BEIRUT, Lebanon — Hezbollah fighters targeted an Israeli army convoy near the border between the two countries on Wednesday, killing two soldiers and prompting a barrage of shell fire into southern Lebanon.
The attack, coming just days after an Israeli airstrike killed a number of Hezbollah fighters and an Iranian general in Syria, marks a significant escalation of tensions between the two sides, who fought a bitter war in 2006 that killed more than 1,000 Lebanese nationals — mostly civilians — and around 150 Israelis.
The current crisis represents the most serious confrontation between Israel and Hezbollah since the Israeli invasion, and has prompted fears of another damaging conflict.
Lebanese officials told the Associated Press that retaliatory Israeli shelling hit the border villages of Majidiyeh, Abbasiyeh and Kfar Chouba near the Shebaa Farms area, while Israeli jets were reportedly seen flying over southern Lebanon.
Hours after the attack, a spokesman for the Israeli army said that two soldiers had been killed and seven injured.
A spokesman for the UN peacekeeping force in Lebanon said that one of its peacekeepers had been killed in the south of the country — likely as a result of Israeli shelling.
In a statement released Wednesday, Hezbollah claimed responsibility for the attack on the convoy of several military vehicles in the Shebaa farms area of the Golan Heights — a strip of territory on the border between Israel, Syria and Lebanon, most of which has been occupied by Israel since the 1967 Arab-Israeli war.
The Lebanese militant group said that the attack was carried out by the “al-Quneitra Martyr's Brigade” — a reference to the area in the Golan Heights where Hezbollah member Jihad Mughniyeh and several other fighters were killed in an Israeli airstrike 10 days earlier.
"The convoy included Israeli artillery, an officer and several soldiers many of whom were injured," the statement read.

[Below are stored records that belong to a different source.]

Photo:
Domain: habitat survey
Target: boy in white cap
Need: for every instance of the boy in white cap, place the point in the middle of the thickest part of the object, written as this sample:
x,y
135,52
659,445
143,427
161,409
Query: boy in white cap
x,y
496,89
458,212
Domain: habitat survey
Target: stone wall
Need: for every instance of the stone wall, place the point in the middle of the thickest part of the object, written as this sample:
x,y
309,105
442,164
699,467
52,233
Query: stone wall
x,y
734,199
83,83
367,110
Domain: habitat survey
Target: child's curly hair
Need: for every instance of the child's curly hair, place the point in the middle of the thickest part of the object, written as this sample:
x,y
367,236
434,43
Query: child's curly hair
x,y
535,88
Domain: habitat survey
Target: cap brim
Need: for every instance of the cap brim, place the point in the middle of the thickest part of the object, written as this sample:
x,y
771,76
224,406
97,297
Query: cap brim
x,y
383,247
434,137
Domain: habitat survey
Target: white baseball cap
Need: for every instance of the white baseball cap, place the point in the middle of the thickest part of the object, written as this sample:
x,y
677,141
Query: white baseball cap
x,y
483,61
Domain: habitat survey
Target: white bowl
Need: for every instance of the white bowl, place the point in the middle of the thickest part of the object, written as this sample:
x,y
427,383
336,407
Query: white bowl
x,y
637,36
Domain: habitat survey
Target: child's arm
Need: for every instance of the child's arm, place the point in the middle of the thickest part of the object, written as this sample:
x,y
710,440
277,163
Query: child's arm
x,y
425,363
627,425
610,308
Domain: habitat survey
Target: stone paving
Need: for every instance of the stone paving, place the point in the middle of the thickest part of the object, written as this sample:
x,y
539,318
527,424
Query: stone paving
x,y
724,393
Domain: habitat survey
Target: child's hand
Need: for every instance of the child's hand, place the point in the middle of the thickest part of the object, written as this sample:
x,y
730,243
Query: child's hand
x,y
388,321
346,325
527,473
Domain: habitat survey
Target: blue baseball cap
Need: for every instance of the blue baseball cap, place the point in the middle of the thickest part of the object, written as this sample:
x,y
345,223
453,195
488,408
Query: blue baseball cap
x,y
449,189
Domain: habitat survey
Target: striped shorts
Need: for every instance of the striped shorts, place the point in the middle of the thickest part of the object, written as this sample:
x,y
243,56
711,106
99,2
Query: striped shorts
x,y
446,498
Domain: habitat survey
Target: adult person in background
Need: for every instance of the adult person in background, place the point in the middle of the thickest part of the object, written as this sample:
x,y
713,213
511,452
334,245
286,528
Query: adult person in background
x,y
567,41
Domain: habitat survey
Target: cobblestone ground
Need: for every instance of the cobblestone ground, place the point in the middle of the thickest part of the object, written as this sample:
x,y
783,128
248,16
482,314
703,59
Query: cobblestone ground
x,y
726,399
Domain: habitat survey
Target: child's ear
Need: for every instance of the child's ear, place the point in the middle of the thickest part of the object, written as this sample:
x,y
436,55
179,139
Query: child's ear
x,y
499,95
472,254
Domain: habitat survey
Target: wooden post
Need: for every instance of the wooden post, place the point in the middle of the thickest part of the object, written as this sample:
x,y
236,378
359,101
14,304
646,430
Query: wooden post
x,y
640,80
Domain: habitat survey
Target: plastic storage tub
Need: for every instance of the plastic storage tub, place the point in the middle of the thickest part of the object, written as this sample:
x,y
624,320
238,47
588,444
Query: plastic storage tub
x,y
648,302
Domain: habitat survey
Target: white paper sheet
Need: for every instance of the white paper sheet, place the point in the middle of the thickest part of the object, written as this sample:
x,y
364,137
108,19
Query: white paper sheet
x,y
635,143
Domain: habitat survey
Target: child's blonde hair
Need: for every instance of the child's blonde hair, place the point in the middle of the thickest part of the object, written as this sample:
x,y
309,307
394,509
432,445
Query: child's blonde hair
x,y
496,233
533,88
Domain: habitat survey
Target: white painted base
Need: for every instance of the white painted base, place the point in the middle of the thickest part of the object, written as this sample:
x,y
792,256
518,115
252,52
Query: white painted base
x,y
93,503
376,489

Tensions have been high in the Golan Heights since Israeli strike on Hezbollah on January 18. Jihad Mughniyeh, one of the casualties, was the son of assassinated high-ranking Hezbollah commander Imad Mughniyeh, and his death prompted calls for revenge from the group;s supporters.
Two rockets fired from Syria hit the Israeli side of the Golan Heights on Tuesday, prompting Israel to respond by targeting Syrian army positions in the area.
Hezbollah is currently fighting in several parts of Syria on the side of President Bashar al-Assad, a long-time backer of the group. It joined the fight across the border in 2012, and has since sent thousands of fighters to battle rebels aiming to overthrow Assad.
Hezbollah’s involvement has proved unpopular with many Lebanese, many of whom support the Syrian uprising. It has also brought the war closer to home, as jihadists have sought to hit Hezbollah targets in the country.
It remains unclear whether Wednesday’s confrontation will spill over into a wider conflict with Israel.
With Hezbollah already entangled in Syria’s brutal civil war, a new conflict with Israel would likely stretch the organization to its limits.
News of Wednesday’s operation was followed by the sound of celebratory gunfire in the southern suburbs of Beirut, an area that is home to a large number of Hezbollah supporters that was almost entirely destroyed during the 2006 Israeli invasion.
Israeli prime minister Benjamin Netanyahu, speaking after Wednesday’s attack, warned that the IDF was “ready to act with force on any front."
“I suggest that all those who are challenging us on our northern border, look at what happened in Gaza, not far from the city of Sderot,” referring to Israel’s bombardment and ground invasion of Gaza last year, a conflict that killed around 2,200 Gazans — most of them civilians.